Prkacin did a good job of scoring on hustle plays. He can use either hand to score off the dribble in transition. He was able to score on a strong left-handed drive on the break. He also went coast to coast off of a defensive rebound, and he used a behind the back crossover move, and a stutter step prior to score on a quick layup while getting an extra free throw another time. Plus, he also was able to draw free throws after receiving the ball on a backdoor cut to the hoop.
He also showed a solid ability to score in the post. He possesses good footwork and scoring touch, and he would often use dribble moves to score on smooth, turnaround jumpers. He also used a drop step move to score on a layup another time. He did miss once on a quick, turnaround floater, but Prkacin showed a knack for scoring on quick jumpers from the block.

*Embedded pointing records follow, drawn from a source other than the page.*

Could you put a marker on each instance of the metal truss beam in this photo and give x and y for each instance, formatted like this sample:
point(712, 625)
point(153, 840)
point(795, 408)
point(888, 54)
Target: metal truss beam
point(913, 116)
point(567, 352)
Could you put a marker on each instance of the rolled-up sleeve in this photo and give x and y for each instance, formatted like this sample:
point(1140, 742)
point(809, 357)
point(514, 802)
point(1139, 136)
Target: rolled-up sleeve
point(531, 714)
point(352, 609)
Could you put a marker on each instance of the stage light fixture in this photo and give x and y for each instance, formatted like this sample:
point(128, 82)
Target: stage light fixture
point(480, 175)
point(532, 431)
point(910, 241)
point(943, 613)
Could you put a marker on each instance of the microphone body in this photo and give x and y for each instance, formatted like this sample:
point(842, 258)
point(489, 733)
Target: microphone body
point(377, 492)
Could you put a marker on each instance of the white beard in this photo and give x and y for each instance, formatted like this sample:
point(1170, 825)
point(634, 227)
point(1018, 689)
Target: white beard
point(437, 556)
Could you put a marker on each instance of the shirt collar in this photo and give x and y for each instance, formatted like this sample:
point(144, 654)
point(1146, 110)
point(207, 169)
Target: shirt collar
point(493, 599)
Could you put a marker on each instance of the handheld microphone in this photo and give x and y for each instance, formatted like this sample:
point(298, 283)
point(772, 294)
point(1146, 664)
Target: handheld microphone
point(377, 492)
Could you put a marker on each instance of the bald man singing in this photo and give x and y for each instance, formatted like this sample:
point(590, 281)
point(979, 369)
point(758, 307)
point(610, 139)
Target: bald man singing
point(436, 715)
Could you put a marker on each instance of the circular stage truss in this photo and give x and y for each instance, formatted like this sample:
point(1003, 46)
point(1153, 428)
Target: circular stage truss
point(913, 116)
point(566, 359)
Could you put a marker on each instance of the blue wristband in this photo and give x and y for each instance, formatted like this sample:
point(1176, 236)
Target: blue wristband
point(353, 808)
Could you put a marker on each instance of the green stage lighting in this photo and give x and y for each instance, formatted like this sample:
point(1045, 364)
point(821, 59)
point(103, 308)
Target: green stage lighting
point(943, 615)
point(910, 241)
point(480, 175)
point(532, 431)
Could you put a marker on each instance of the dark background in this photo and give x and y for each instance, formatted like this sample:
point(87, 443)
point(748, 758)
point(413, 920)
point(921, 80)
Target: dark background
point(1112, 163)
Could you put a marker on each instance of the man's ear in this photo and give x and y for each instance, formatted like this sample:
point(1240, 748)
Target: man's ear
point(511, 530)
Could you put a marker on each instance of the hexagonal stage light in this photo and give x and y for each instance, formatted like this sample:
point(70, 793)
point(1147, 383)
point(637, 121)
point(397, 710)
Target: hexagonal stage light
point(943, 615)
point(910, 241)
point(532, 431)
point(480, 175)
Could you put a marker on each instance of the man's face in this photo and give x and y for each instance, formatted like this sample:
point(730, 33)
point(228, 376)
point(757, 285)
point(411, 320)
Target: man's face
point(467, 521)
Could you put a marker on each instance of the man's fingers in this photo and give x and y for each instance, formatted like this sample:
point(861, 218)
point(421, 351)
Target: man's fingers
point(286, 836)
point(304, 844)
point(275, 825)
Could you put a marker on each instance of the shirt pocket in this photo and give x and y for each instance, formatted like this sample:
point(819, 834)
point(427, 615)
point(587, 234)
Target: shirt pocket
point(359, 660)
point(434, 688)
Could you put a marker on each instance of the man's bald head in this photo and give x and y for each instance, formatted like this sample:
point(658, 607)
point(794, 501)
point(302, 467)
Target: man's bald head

He also did a decent job of knocking down jumpers to help provide his team with some floor spacing on offense. Prkacin was able to use a quick hesitation move, as he sidestepped to his left to make a pull-up three from beyond the arc. However, he missed on two-other spot-up threes off the catch other times.
Also, Prkacin displayed decent playmaking skills. He is a tall, skilled playmaker that can operate as a point forward, and he is an unselfish player that will make the extra pass to keep the ball moving. He passed the ball well from the post, and he was able to find a cutter to notch an assist due to displaying good patience and court vision that time. He also can handle the ball in the open court, and he also will set screens to help his teammates get open jump shots.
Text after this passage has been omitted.